Osaka, the US Open champion, turned to herself, her coach and even her racket for answers - she at one point crouched down, gestured with both hands to her racket on the ground, and asked: "Why?"
On two occasions in the third set, the Japanese had two game points but eventually faltered - she hit four straight unforced errors to give Kerber a 5-3 lead.
The 2016 WTA Finals runner-up sealed the victory after she survived a cross-court rally that ended with an Osaka backhand into the net.
Said Osaka: "I'm a perfectionist - I expect a lot from myself and I feel like when other people expect a lot from me, it sort of doubles.
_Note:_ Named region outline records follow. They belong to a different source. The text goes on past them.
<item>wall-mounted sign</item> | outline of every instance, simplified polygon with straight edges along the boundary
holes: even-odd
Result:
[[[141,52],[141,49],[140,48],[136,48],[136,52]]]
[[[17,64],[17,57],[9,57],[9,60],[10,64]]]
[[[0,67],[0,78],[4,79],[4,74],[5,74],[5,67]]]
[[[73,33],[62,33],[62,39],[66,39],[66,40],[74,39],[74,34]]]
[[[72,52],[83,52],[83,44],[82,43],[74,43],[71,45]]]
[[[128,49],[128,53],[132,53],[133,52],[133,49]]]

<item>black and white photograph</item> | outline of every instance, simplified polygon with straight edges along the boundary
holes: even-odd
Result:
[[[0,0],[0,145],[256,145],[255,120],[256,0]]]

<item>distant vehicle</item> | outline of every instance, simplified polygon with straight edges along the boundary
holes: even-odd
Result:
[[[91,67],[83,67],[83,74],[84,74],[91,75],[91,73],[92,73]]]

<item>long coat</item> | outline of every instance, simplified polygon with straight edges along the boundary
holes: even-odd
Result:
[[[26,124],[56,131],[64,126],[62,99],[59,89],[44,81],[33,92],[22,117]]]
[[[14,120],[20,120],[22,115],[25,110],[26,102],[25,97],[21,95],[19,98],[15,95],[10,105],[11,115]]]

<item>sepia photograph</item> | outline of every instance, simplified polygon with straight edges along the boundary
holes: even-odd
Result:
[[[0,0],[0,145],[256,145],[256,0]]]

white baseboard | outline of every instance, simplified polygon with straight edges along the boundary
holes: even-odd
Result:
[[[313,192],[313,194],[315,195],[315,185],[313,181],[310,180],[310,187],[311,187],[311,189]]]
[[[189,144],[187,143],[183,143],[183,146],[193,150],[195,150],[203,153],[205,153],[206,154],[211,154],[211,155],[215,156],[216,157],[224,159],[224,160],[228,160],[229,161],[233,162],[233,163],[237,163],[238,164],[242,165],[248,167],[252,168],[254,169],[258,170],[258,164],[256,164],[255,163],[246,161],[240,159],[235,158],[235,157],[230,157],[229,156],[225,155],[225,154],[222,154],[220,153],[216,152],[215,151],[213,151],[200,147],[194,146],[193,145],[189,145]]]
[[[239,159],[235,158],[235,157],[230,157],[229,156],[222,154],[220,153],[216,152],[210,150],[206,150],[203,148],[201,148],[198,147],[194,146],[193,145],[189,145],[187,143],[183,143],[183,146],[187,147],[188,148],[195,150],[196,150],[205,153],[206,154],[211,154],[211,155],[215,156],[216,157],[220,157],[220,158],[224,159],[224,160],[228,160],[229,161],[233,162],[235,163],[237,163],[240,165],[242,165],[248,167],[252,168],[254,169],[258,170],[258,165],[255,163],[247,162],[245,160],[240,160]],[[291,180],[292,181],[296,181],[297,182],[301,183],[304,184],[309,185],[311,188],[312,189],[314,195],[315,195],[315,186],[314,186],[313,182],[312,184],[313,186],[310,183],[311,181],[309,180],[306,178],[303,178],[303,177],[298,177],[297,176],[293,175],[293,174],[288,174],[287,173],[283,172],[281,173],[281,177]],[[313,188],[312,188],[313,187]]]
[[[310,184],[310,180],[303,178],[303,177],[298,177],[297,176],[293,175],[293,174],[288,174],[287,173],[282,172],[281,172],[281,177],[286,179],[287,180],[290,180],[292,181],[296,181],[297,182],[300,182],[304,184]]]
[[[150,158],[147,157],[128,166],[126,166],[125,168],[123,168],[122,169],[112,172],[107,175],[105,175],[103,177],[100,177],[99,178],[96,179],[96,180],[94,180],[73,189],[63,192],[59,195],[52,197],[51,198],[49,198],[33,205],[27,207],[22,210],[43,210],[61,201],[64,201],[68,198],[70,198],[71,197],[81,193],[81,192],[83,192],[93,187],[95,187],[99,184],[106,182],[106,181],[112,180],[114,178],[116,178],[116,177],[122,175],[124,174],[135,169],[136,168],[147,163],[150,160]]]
"I internalise a lot of things and then it just explodes and then I start talking to myself on the court."
She lost her first match here in three sets to American Sloane Stephens, and felt last night's battle was a continuation of that.
"I feel I didn't serve well in either of them," said Osaka.
"I'm proud of myself for being able to make the matches so close without really having a first serve, but I'm not really sure how that's going wrong and I want to practise it.
"I'm playing against the best players in the world.
"I feel like I want to be in top form but I'm not really there, so it's a little bit depressing."
Osaka's chances of progressing to the semi-finals of the US$7 million (S$9.65 million) tournament were kept alive by Stephens, who defeated Bertens 7-6 (7-4), 2-6, 6-3 in the second match.